Jimmy and his dad, Chris, had been spending an extended period of time living at their trailer camp on the Gasconade based on a decision to remain separated from Chris’ wife, Cristen, who works at a nursing home in the family’s home town of Hermann. Basically, camp life also in large part separated Jimmy from technology, because there’s no Internet connection available at Gascony Village. In turn, Jimmy was outside messing around on his ATV rather than being inside in front of a screen.
In doing so, he saw the bottle and fatefully picked it up.
Incredible.
I can only imagine what it was like when Thomas received that call from his wife indicating Jimmy had found the bottle.
Who wouldn’t be like, “wait, what?”
Thomas was just a little tyke when the saga began, and back then couldn’t possibly have thought that someday it would become a story worthy of a movie screenplay.
Of course, the bottle can’t tell its story in literal terms, but what if it could? There would no doubt be tales of peril and triumph, along with descriptions of loneliness and excitement.
I wonder where it spent the most time without moving? I wonder when it moved the farthest in the least amount of time?

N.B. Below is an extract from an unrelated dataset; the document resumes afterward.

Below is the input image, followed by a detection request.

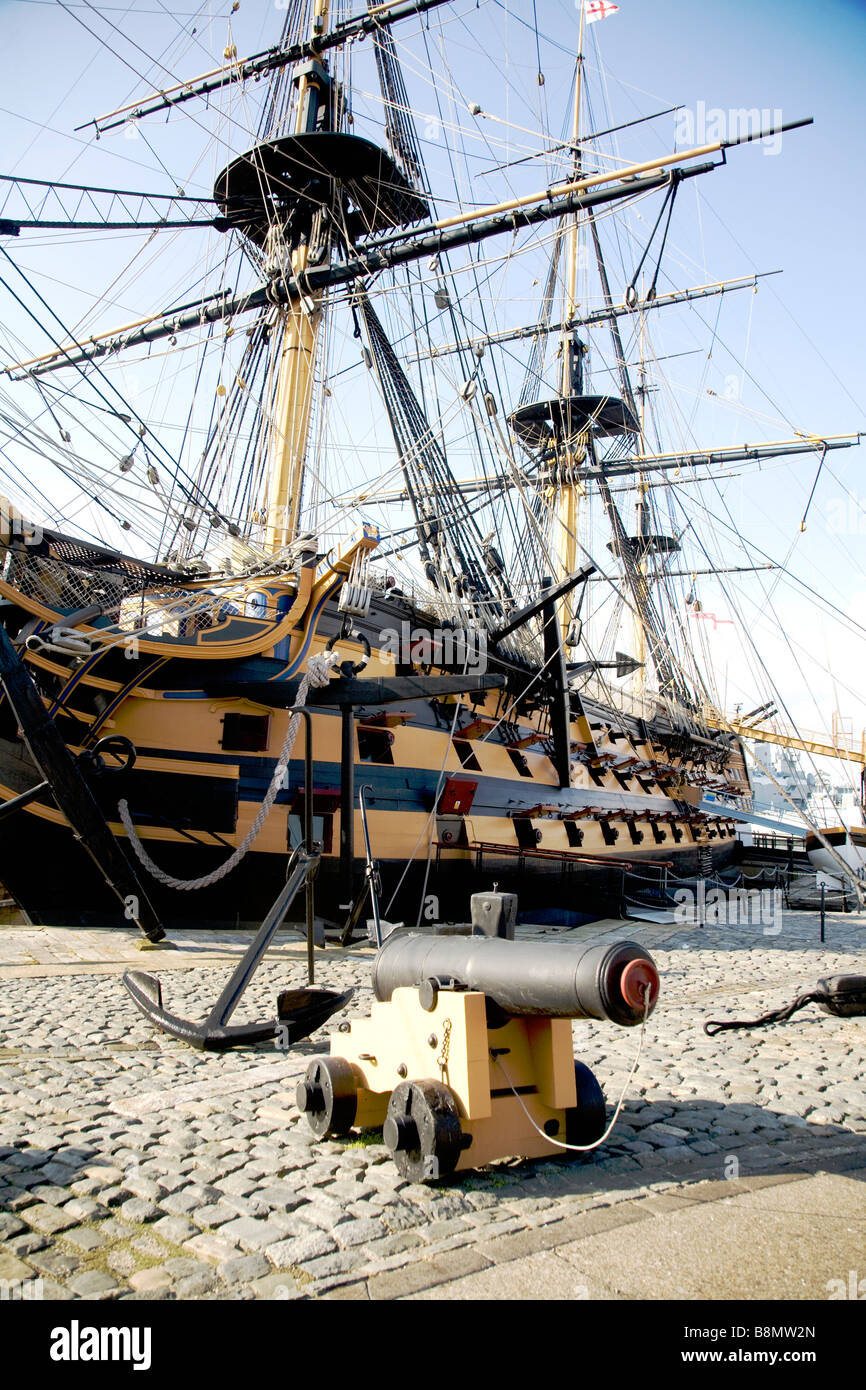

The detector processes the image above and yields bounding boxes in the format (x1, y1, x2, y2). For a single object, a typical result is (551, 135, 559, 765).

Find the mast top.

(509, 395, 640, 453)
(214, 133, 429, 245)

And how many times did it take serious blows and simply float on? It’s just crazy.
Crazy enough the Cristen’s Facebook post on the story amassed close to 17,000 shares in about a week, along with 10,500 likes and more than 1,600 comments.
It occurs to me that Dr. Pepper ought to be proud. Maybe they should get together with Elon Musk. Surely he could find a use for impenetrable glass.